—Mon cher monsieur, il n'y a rien à réparer dans mon affaire, répondit Claude. Il s'agit de moi, qui me suis mis en tête d'aimer une jeune fille.

M. Lofficial s'arrêta court. Un bon sourire illumina sa face ronde.

—Ça change mes habitudes, dit-il, voyons quand même. Mais d'abord, puisqu'il s'agit de vous, je m'en vais descendre.

Avec plus d'agilité qu'on n'eût pu lui en supposer, il passa sa grosse jambe par-dessus le pignon des montants, descendit, saisit l'échelle, et la porta le long du mur.

—Tout à vous, maintenant, dit-il en revenant, les mains tendues vers le jeune homme. Allons au fond du jardin. Nous y serons mieux. Vous avez donc une amourette?

—Mieux que cela, mon voisin, un grand amour.

—J'entends, mais au début, je pensais qu'on pouvait employer le diminutif. Comme vous y allez! Et elle se nomme?

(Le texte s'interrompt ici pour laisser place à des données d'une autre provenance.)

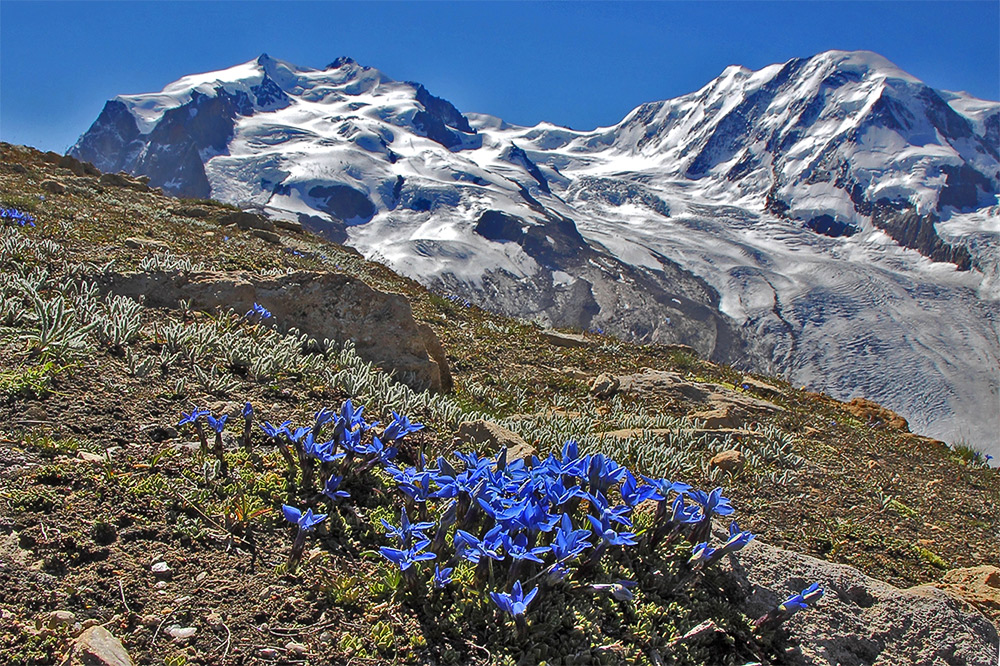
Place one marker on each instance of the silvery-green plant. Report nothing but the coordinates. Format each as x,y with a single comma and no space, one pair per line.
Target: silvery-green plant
118,323
214,382
139,365
55,331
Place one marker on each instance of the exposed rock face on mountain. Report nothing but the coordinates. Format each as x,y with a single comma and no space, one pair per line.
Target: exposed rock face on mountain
830,219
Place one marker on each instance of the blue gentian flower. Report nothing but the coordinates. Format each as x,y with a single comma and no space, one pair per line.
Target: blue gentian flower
663,487
274,431
632,493
613,537
193,416
737,539
18,217
407,532
473,549
701,555
567,542
307,521
442,576
404,559
517,548
259,310
516,602
331,488
711,503
217,424
802,600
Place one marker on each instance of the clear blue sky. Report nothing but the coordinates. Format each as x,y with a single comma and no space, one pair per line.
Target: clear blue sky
576,64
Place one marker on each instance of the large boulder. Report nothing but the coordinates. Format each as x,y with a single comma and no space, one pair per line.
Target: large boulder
980,586
860,620
319,304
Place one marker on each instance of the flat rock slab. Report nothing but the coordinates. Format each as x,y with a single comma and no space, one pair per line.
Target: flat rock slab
673,385
862,621
495,437
319,304
565,339
97,647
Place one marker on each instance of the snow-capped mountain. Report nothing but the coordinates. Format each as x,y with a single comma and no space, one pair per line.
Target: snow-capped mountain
831,219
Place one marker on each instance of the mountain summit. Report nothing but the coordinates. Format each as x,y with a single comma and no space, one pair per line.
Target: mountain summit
832,219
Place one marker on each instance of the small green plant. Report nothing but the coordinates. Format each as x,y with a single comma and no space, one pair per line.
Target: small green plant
930,557
31,381
50,447
970,455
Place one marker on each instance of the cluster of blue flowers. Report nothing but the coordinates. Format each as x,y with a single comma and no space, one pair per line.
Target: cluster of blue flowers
519,524
523,517
258,312
18,217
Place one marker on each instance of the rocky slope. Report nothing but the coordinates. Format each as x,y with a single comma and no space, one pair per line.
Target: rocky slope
821,219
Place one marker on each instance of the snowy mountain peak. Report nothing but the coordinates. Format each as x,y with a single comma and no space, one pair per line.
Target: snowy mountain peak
829,218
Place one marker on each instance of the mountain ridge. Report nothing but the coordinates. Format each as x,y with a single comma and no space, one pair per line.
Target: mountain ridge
783,220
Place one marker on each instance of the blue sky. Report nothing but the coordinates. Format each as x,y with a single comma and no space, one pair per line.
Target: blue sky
576,64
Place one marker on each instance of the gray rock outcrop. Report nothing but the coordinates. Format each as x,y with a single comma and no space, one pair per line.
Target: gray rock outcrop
861,621
321,305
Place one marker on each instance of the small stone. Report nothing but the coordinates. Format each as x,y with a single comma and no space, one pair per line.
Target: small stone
60,619
53,186
758,386
103,534
495,437
160,433
272,592
181,634
604,386
731,461
162,570
97,647
723,416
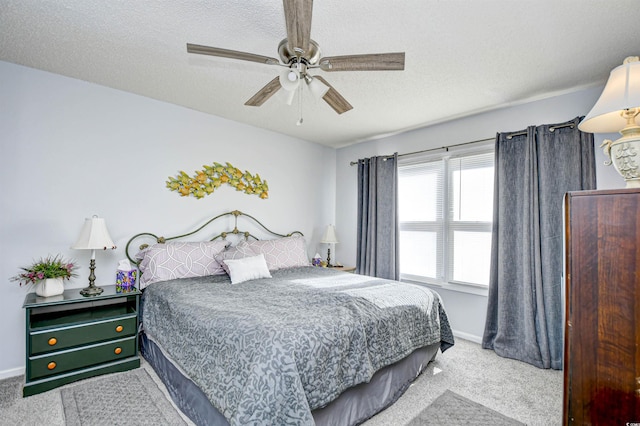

Ils s'assirent côte à côte, sur un banc à dos renversé, derrière une touffe d'arbousiers.

—Thérèse Maldonne.

—Ah! cher ami! s'écria M. Lofficial en reprenant les mains de Claude, qu'il serra et secoua dans les siennes, tandis que ses fortes lèvres s'arrondissaient de surprise et d'admiration, cher ami, quelle perle! Comment l'avez-vous découverte, elle qui sort si peu?